Schwierige Datenrettung

So retten Sie Daten von SSD

von - 24.03.2014
Daten von Solid State Drives (SSDs) zu retten ist nicht ganz so einfach wie von Festplatten. Der Artikel erklärt, was an SSDs besonders ist.
Daten von Solid State Drives (SSDs) zu retten ist nicht ganz so einfach wie von Festplatten. Der Artikel erklärt, was an SSDs besonders ist.
Schwierige Datenrettung: SSDs funktionieren grundsätzlich anders als Festplatten.
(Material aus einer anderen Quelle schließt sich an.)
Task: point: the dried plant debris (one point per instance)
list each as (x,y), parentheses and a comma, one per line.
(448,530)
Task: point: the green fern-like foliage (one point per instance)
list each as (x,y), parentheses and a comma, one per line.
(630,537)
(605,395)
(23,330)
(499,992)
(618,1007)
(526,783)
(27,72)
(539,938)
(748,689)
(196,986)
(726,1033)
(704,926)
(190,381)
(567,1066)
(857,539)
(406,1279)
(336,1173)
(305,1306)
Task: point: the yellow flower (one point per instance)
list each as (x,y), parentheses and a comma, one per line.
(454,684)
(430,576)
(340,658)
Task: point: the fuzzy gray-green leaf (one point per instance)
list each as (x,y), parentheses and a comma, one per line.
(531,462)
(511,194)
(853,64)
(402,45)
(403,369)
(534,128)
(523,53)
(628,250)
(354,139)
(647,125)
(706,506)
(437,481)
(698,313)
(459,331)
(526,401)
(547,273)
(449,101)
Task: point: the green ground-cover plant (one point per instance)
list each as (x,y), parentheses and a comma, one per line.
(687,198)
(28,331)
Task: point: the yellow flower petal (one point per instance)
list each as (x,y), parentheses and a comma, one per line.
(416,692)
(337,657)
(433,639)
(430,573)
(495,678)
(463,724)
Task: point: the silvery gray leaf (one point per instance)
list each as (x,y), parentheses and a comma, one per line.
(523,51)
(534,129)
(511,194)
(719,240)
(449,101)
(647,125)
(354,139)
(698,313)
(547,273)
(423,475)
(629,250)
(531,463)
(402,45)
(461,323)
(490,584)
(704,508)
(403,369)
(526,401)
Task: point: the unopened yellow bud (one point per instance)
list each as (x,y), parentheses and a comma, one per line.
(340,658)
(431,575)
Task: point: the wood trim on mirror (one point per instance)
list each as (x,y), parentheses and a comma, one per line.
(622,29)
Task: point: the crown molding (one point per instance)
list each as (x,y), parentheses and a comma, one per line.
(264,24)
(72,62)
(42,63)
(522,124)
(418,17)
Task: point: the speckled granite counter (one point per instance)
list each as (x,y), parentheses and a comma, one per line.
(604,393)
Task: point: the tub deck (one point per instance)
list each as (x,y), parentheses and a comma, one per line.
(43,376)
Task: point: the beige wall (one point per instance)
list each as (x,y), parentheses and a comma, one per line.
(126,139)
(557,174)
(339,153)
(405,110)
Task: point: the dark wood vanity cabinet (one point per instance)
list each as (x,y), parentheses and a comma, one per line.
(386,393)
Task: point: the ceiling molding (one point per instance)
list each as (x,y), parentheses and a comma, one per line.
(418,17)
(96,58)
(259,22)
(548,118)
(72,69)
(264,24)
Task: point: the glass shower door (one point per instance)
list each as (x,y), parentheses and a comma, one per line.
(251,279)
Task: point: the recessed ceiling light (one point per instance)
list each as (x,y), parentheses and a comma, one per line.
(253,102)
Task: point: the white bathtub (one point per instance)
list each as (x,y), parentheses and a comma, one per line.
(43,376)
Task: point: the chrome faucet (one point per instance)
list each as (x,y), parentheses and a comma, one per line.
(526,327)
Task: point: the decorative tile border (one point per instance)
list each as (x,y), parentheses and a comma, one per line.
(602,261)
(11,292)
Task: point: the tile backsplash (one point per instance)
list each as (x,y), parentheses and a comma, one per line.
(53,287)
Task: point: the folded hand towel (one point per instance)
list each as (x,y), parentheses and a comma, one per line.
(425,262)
Daher lassen sich Daten nur schwer retten
Schwierige Datenrettung: SSDs funktionieren grundsätzlich anders als Festplatten. Daher lassen sich Daten nur schwer retten
Wenn Sie in Windows versehentlich Daten auf einer Festplatte löschen, dann ist bekanntlich noch nichts verloren. Windows löscht lediglich die Verweise auf diese Dateien. Damit sind die Dateien zwar aus Sicht des Betriebssystems gelöscht, aber physikalisch noch vorhanden. Erst wenn sie durch neue Daten  überschrieben werden, sind sie endgültig verloren.
Es kann also vorkommen, dass bereits vor Monaten gelöschte Daten wiederhergestellt werden können, wenn auf der betreffenden Festplatte wenig neue Daten geschrieben wurden.
Bei einer SSD ist eine Datenrettung sehr viel schwieriger. Das liegt an ihrer Funktionsweise.

Besonderheiten bei SSDs

Wear-Leveling: So funktioniert’s
Wear-Leveling: So funktioniert’s
Eine SSD funktioniert anders als eine Festplatte: Dateien werden prinzipiell fragmentiert, Datenreste gelöschter Dateien werden automatisch wegradiert, und dann gibt es auch noch Solid State Drives mit Selbstverschlüsselung. All diese Faktoren haben Einfluss auf eine Datenwiederherstellung.

Wear-Leveling

Eine SSD legt Daten in Form von unterschiedlichen Spannungen innerhalb mikroskopisch kleiner Zellen des Flash-Speichers ab. Um die einseitige Belastung einzelner Speicherzellen zu verhindern, verteilt der Kontroller der SSD die Daten gleichmäßig über alle Speicherzellen des gesamten Flash-Speichers hinweg.
Wear-Leveling: Alles wird fragmentiert
Wear-Leveling: Alles wird fragmentiert
Diese Technik heißt Wear-Leveling, was frei übersetzt so viel heißt wie Abnutzungsausgleich. Die Folge dieser Technik ist, dass jede Datei fragmentiert ist und sich Teile von ihr kreuz und quer über viele Speicherblöcke hinweg finden. Das erschwert eine Datenrettung.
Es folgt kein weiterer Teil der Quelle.